Spikol, D., Ruffaldi, E., Dabisias, G., & Cukurova, M. (2018). Supervised machine learning in multimodal learning analytics for estimating success in project‐based learning. Journal of Computer Assisted Learning, 34(4), 366-377. https://doi.org/10.1111/jcal.12263
Multimodal learning analytics provides researchers new tools and techniques to capture different types of data from complex learning activities in dynamic learning environments. This paper investigates the use of diverse sensors, including computer vision, user‐generated content, and data from the learning objects (physical computing components), to record high‐fidelity synchronised multimodal recordings of small groups of learners interacting.
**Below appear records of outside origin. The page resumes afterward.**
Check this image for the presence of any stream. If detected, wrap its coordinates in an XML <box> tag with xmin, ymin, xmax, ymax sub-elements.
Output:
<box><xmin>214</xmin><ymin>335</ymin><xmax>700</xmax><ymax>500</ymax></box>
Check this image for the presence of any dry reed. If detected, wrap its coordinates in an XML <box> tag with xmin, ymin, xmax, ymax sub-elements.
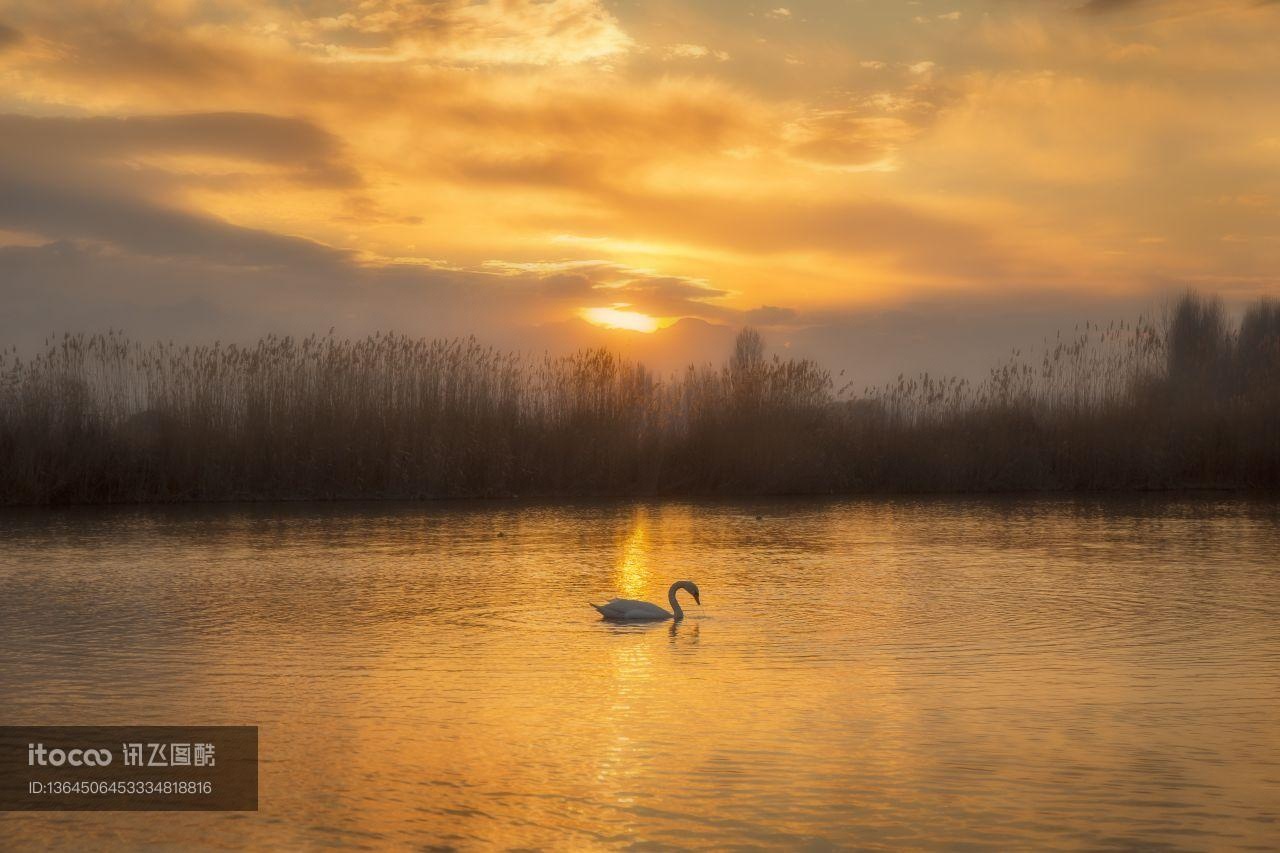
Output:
<box><xmin>0</xmin><ymin>295</ymin><xmax>1280</xmax><ymax>505</ymax></box>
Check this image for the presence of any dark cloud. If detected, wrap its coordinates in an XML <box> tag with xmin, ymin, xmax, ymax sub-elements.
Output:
<box><xmin>745</xmin><ymin>305</ymin><xmax>797</xmax><ymax>325</ymax></box>
<box><xmin>0</xmin><ymin>113</ymin><xmax>360</xmax><ymax>187</ymax></box>
<box><xmin>0</xmin><ymin>170</ymin><xmax>347</xmax><ymax>269</ymax></box>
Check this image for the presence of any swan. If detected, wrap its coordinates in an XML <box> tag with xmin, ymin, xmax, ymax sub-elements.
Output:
<box><xmin>591</xmin><ymin>580</ymin><xmax>703</xmax><ymax>622</ymax></box>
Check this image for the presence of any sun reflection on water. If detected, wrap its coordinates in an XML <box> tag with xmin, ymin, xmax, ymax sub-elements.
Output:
<box><xmin>613</xmin><ymin>511</ymin><xmax>653</xmax><ymax>598</ymax></box>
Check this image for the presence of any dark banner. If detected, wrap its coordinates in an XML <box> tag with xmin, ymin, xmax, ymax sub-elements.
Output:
<box><xmin>0</xmin><ymin>726</ymin><xmax>257</xmax><ymax>812</ymax></box>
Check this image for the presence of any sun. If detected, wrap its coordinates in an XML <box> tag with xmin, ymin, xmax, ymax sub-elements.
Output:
<box><xmin>579</xmin><ymin>307</ymin><xmax>662</xmax><ymax>334</ymax></box>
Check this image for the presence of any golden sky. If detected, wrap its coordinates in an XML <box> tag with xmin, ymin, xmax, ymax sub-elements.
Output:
<box><xmin>0</xmin><ymin>0</ymin><xmax>1280</xmax><ymax>371</ymax></box>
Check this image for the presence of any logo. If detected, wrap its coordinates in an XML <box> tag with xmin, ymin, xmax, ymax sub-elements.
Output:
<box><xmin>27</xmin><ymin>743</ymin><xmax>111</xmax><ymax>767</ymax></box>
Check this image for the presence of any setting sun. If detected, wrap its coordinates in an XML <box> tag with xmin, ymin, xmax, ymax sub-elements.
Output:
<box><xmin>581</xmin><ymin>307</ymin><xmax>662</xmax><ymax>334</ymax></box>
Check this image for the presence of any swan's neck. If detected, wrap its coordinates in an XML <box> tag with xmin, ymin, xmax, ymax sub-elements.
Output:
<box><xmin>667</xmin><ymin>584</ymin><xmax>685</xmax><ymax>619</ymax></box>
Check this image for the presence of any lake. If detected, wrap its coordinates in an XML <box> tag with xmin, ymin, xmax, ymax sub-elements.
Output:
<box><xmin>0</xmin><ymin>496</ymin><xmax>1280</xmax><ymax>850</ymax></box>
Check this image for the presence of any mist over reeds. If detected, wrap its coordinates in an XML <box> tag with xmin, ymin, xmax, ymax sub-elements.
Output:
<box><xmin>0</xmin><ymin>295</ymin><xmax>1280</xmax><ymax>505</ymax></box>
We processed and extracted different aspects of the students’ interactions to answer the following question: Which features of student group work are good predictors of team success in open‐ended tasks with physical computing? To answer this question, we have explored different supervised machine learning approaches (traditional and deep learning techniques) to analyse the data coming from multiple sources. The results illustrate that state‐of‐the‐art computational techniques can be used to generate insights into the “black box” of learning in students’ project‐based activities. The features identified from the analysis show that distance between learners’ hands and faces is a strong predictor of students’ artefact quality, which can indicate the value of student collaboration. Our research shows that new and promising approaches such as neural networks, and more traditional regression approaches can both be used to classify multimodal learning analytics data, and both have advantages and disadvantages depending on the research questions and contexts being investigated. The work presented here is a significant contribution towards developing techniques to automatically identify the key aspects of students success in project‐based learning environments, and to ultimately help teachers provide appropriate and timely support to students in these fundamental aspects.